Optimal Sorting

Group Members: Oliver, Ayaan, Tejasvi, Cameron

Github!
Spread Sheet of Data!
Summary of Data!

Sorting Analysis

Bubble Sort Repo
Insertion Sort Repo
Selection Sort Repo
Sort Analysis Data
Sort Analysis Summary

Sorting Process

Background

To start the process, I first created files with varying orders and numbers of words. The orders consisted of an ordered file, a reverse ordered file, and a random ordered file. To create these orders, I ran the command lines: "cat /usr/share/dict/words | sort | head -n 1 | > ordered-10e0.txt", "cat /usr/share/dict/words | sort --reverse | head -n 1 | > reverse-ordered-10e0.txt", and "cat /usr/share/dict/words | sort --random-sort | head -n 1 | > random-10e0.txt" Inputting a different number with the "head" function each time I wanted more or less words, for example, "head -n 10" would put 10 words in the file, while "head -n 10000" would put 10,000 words in the file.

Using these files, I was able to test each of my sorting algorithms(Bubble Sort, Inserstion Sort, and Selection Sort) with different arders and amounts of words in each test. I was able to do this using the line: "time cat txt/ordered-10e0.txt | swift main.swift > /dev/null" to check how long it takes to run each of my algorithms.

Files

For the Sorting Analysis process to begin, I needed to create a few files to test. The files that I used included:
ordered-10e0.txt
ordered-10e1.txt
ordered-10e2.txt
ordered-10e3.txt
ordered-10e4.txt
ordered-10e5.txt
reverse-ordered-10e0.txt
reverse-ordered-10e1.txt
reverse-ordered-10e2.txt
reverse-ordered-10e3.txt
reverse-ordered-10e4.txt
reverse-ordered-10e5.txt
random-10e0.txt
random-10e1.txt
random-10e2.txt
random-10e3.txt
random-10e4.txt
random-10e5.txt

Time Complexity

All 3 sorting algorithms time complexities are O(n^2), meaning that as the amount of words in the array increases, the time increases exponentially. So, when there is a smaller amount of words, for example 100 words, the sorting algorithms will perform these very fast, however, if the algorithm is testing 100,000 words, the time it would take for the function to complete itself would be much larger than the 100 words, coming in at an average of over 5 minutes(with the exception of the already ordered list) in each of the 3 algorithms compared to the meer seconds of the 100 words.

Bubble Sort

Bubble sort functions by traversing through an array and comparing terms that are next to each other, only swapping terms if the term with the earlier index is larger than the next index.
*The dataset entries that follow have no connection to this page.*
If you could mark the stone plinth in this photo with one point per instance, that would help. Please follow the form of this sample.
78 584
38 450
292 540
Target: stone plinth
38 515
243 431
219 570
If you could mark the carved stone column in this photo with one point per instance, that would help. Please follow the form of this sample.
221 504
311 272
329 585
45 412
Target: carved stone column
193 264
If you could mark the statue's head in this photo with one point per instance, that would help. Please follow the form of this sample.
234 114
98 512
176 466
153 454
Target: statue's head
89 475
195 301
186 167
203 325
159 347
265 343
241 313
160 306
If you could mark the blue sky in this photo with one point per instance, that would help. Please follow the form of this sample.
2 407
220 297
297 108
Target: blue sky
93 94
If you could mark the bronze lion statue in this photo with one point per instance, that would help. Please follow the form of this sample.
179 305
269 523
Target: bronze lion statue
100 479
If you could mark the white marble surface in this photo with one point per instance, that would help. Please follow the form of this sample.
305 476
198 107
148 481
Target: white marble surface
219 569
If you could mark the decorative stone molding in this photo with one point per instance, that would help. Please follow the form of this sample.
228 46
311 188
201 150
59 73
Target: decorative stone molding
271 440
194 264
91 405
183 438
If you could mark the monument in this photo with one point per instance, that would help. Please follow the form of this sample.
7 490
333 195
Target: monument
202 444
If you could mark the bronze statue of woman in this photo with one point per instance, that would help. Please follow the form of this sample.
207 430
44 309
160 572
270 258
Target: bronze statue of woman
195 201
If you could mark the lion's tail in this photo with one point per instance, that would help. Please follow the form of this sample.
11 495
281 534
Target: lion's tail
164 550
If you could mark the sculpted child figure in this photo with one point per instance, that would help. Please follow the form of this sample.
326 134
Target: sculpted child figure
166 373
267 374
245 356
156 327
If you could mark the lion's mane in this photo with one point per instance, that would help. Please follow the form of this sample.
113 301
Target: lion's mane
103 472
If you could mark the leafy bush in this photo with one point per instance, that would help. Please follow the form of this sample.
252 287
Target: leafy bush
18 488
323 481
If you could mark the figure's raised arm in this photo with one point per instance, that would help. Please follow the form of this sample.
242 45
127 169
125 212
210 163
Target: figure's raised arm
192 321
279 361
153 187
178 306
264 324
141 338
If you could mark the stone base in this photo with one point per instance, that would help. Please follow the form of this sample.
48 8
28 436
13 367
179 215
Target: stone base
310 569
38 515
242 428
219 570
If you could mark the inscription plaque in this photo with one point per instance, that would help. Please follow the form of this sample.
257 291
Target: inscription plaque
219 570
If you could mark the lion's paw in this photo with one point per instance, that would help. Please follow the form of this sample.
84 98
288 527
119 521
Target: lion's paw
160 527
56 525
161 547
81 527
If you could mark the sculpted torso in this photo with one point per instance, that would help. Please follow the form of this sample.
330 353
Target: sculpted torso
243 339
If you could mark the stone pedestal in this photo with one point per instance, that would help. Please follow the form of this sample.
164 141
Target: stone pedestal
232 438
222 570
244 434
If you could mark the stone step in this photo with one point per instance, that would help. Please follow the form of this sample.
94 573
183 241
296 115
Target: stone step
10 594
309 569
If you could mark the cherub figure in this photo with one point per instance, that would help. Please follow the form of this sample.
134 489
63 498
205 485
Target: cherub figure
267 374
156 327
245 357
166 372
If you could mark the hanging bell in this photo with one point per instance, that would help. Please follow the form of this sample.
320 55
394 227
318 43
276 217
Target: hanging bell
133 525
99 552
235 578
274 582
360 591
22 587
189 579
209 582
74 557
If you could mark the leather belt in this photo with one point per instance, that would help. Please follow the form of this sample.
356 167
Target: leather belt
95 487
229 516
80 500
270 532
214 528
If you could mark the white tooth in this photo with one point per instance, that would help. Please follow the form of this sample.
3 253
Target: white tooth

This comparing and swapping repeats itself until the end of the array and then the entire array is traversed repeatedly until the array is finally sorted. This leads to bubble sort being consistently the slowest of the sorting algorithms because of its need to constantly repeat the traversing of the array. The time complexity of bubble sort in a list that needs to be sorted is O(n^2) similar to most other sorting algorithms. However, in bubble sort, if the array is already ordered like it is in any of the ordered text files, then the time complexity will be O(n) because bubble sort will move linearly.

Insertion Sort

Insertion sort functions by taking the first element of an aray and creating a temporary array with that element. The algorithm then takes the next element in the main array and compares it to the singular element of the temporary array and places it either before or after the single element based on whether it comes earlier alphabetically. The algorithm then compares the temporary array to the next element, determining where that element would go in the temporary array and repeats this process until the algorithm is completely sorted. The time complexity of insertion sort, similar to bubble sort is O(n^2), however it is significantly faster than bubble sort when dealing with larger arrays because insertion sort does not need to repeatedly traverse the entire array, rather just "insert" an element into its correct position. Insertion sort is even significantly faster than bubble sort when sorting a sorted array. In insertion sort, if there is an array of size n, the algorithm will need to make n temporary arrays in order to create a sorted array, and on average, n/4 of the swaps will need to be done, meaning that algorithm will do n^2/4 comparisons. Thus the time complexity for Insertion Sort is really O(n^2)

Selection Sort

Selection sort functions by repeatedly finding the smallest element in an array and adding it into a subarray. Basically, it starts by finding the smallest element in the array and swapping it with the first element in the array and then repeating the process until the array is completely sorted. Selection Sort, again has a time complexity of O(n^2), and on average is very close in timing to the insertion sort algorithm, however, the ordered and reverse ordered files are much closer in times than insertion sort's timings. On average, if there are n elements in an array, n subarrays need to be found in order to make one sorted array, and to find one sub array, it takes an average of n/2 elements to create. Thus, the algorithm needs to check n^2/2 elements in order to create the sorted array, and thus the time complexity to selection sort is O(n^2).